Here’s a sample toy problem (which I am aware can be done without the atomic operation):
using ForwardDiff
using CUDA
function test_kernel!(A, x, pows, nmax)
i = (blockIdx().x - 1) * blockDim().x + threadIdx().x
if i <= nmax
#CUDA.@atomic A[1] += x[i]^pows[i]
CUDA.atomic_add!(pointer(A, 1), x[i]^pows[i])
end
return
end
function objective_func(x::Vector{T}) where {T<:Real}
nmax = 5
x_gpu = cu(x)
res = CUDA.zeros(T, 1)
pows = CuArray{T}([1.0;2.0;3.0;4.0;5.0])
nthreads = 5
nbx = ceil(Int, nmax/nthreads)
CUDA.@sync begin
@cuda threads=nthreads blocks=nbx test_kernel!(res, x_gpu, pows, nmax)
end
return Array(res)[1]
end
x_test = ones(Float32, 5)
println("Function Eval with Floats:")
display(objective_func(x_test))
println("Gradient Eval with Duals:")
display(ForwardDiff.gradient(objective_func, x_test))

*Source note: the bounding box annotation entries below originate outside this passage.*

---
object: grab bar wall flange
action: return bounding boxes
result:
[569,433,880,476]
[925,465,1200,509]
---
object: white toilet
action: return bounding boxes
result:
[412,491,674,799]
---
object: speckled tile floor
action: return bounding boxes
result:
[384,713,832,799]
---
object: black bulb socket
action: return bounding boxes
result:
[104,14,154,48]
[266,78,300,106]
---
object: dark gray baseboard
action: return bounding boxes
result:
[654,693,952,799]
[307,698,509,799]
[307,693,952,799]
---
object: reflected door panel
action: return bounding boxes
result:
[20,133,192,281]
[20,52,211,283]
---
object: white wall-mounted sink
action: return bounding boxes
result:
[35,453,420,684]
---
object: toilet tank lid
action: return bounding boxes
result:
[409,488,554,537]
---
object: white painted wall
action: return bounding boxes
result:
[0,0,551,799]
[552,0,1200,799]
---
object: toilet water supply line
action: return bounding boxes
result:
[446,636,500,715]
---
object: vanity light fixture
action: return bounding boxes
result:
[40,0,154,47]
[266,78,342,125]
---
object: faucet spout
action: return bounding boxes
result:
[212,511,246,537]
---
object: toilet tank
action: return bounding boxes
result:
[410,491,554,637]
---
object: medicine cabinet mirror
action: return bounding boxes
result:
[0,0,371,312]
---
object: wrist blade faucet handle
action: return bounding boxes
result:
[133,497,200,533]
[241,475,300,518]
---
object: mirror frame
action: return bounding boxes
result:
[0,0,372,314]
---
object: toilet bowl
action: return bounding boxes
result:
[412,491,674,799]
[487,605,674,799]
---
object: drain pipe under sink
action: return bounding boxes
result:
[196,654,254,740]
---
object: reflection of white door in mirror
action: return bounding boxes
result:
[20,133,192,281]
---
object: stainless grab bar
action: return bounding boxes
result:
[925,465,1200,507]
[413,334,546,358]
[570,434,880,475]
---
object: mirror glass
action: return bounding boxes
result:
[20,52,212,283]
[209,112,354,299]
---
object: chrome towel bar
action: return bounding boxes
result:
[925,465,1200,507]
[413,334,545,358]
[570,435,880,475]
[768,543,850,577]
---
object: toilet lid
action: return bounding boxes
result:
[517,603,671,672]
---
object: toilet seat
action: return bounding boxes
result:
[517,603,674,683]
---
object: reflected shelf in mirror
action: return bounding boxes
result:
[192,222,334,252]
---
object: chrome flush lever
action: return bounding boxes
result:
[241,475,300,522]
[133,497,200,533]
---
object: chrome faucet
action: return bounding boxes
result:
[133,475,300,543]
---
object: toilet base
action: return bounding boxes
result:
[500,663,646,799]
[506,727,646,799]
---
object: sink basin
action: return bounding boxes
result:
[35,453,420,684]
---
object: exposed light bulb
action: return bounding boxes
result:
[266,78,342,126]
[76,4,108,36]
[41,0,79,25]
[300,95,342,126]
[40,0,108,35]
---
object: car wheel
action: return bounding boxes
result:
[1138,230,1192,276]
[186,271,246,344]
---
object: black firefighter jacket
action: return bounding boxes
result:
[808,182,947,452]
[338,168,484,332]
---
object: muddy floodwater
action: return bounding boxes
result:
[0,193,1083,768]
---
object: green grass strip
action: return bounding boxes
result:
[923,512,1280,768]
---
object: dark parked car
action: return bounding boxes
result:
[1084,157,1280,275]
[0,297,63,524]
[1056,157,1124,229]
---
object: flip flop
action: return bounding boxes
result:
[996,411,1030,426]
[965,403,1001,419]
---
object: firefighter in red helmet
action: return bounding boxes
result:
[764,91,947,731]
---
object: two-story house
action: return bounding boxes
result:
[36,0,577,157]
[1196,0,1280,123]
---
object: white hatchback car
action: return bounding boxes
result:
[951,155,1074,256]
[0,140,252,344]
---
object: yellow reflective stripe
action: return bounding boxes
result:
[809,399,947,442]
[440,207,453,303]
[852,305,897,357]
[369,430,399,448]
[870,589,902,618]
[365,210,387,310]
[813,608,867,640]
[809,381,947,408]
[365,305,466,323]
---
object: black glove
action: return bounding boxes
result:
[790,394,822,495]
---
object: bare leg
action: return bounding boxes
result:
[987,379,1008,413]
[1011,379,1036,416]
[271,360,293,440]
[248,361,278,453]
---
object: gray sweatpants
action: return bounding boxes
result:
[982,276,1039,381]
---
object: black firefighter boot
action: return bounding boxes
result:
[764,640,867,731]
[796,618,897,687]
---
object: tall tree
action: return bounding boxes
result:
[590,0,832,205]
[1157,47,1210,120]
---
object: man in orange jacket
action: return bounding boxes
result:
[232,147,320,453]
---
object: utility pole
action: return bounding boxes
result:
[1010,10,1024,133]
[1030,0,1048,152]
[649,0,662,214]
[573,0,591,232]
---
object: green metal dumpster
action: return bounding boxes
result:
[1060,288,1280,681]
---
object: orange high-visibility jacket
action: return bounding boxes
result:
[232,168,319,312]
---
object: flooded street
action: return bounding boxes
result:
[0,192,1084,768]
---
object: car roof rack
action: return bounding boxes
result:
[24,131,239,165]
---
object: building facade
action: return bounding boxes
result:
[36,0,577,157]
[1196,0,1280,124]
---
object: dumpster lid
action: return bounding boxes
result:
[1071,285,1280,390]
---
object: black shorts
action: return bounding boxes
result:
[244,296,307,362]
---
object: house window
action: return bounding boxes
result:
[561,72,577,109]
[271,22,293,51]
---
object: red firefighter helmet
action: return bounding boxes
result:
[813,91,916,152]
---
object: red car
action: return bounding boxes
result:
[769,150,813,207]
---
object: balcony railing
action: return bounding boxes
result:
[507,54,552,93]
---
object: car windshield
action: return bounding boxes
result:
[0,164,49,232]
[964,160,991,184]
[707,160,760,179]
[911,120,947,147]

Executing the code produces the following error:
ERROR: InvalidIRError: compiling kernel #test_kernel!(CuDeviceVector{ForwardDiff.Dual{ForwardDiff.Tag{typeof(objective_func), Float32}, Float32, 5}, 1}, CuDeviceVector{ForwardDiff.Dual{ForwardDiff.Tag{typeof(objective_func), Float32}, Float32, 5}, 1}, CuDeviceVector{ForwardDiff.Dual{ForwardDiff.Tag{typeof(objective_func), Float32}, Float32, 5}, 1}, Int64) resulted in invalid LLVM IR
Reason: unsupported dynamic function invocation (call to atomic_add!)
Thanks!